Абсурд способен быть красивым. К примеру, наш город лучше всего смотрится… без нас! Это заметил не только я, а ещё один автор, написавший:
«Петербург  жителей своих переносит с трудом, и его отношение к горожанам заметно даже плохо вооруженным глазом. Вот представьте себе Париж без людей. Что наблюдаем? Серо-желтые коридоры брошенного замка. Рим без людей: раскопки, с которых сбежали археологи. Дубай без людей: город будущего после ядерной войны. Пусто, тихо и страшно. А в какое время суток наш город выглядит лучше всего? Правильно, в «белую ночь», часов в шесть утра. На улицах никого, но чувства одиночества нет, город все равно кажется живым и наполненным. Наш город прекрасен без нас».

  Абсурд способен быть и забавным. К примеру, приятель некогда разносил телеграммы, будучи в отпуске на другой работе. Он поведал, что столкнулся с тремя домами на одной улице под одинаковым номером! Они даже были похожи друг на друга, как близнецы из красного кирпича. Любителя мистики или нумерологии особенно задело бы в этом случае то, что это был №6. Повторённый трижды он давал число апокалипсического зверя. А название улицы: Ординарная, то есть, обычная. Что там творилось с расположением и номерами квартир лучше и пересказывать не буду!
 
  Боюсь, Кафка бы не согласился, что абсурд бывает забавным и красивым, и любит по-своему шутить, но он не жил в моём городе, где я, например, присутствовал на… товарищеском суде над колдуньей. И происходил суд почти через 60 лет после смерти великого Франца.
  Не верите? А я не вру. Запомнил даже, как её звали: Римма Мударисовна.

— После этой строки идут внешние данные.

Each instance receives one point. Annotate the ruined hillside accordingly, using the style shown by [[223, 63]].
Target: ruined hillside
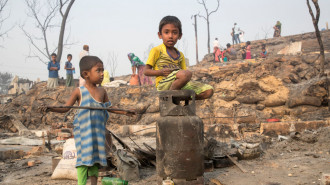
[[285, 86]]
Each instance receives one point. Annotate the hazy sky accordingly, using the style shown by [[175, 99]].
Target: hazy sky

  Она работала на том же участке Теплоэнерго, что и я. Колдунью судили заочно, поскольку не явилась, прикрывшись фиговым больничным листом.
  Дело было в апреле при плюсовой температуре, кажется, +3 по Цельсию. В связи с важностью вопроса в тогдашнем безбожном обществе – были остановлены отопительные котельные, чтобы собрать народ в рабочее время в актовом зале участка.
  Первым выступил мастер по эксплуатации оборудования, Шахмаметьев, которому она сказала: «Пусть гробы придут к тебе в дом!»
  «После чего у меня умер отец», - признал этот несчастный.
  Давал показания её сосед по лестнице, на которого она, «сидя в ванной со Священным Писанием» навела порчу «молясь на запад и восток».
  С этой Риммой я летом ремонтировал котельную. Что-то от ведьмы в ее внешности присутствовало. Высокая, худая, демонический взгляд, длинные волосы. Она сама не скрывала, что способна навредить нехорошему человеку.
  Решение собрания, состоявшего в большинстве своём из женщин, очень впечатлённых услышанным, было грозно.
  Так как сжечь её уже не дозволялось, то ограничились троекратным отлучением от воды, еды и средств к существованию. А именно, ходатайствовали перед вышестоящим начальством: уволить с нехорошим клеймом в биографии, «чтобы после этого и в тюрьму не приняли», исключить из профсоюза и ещё откуда-то. Возможно, из членов общества защиты природы. 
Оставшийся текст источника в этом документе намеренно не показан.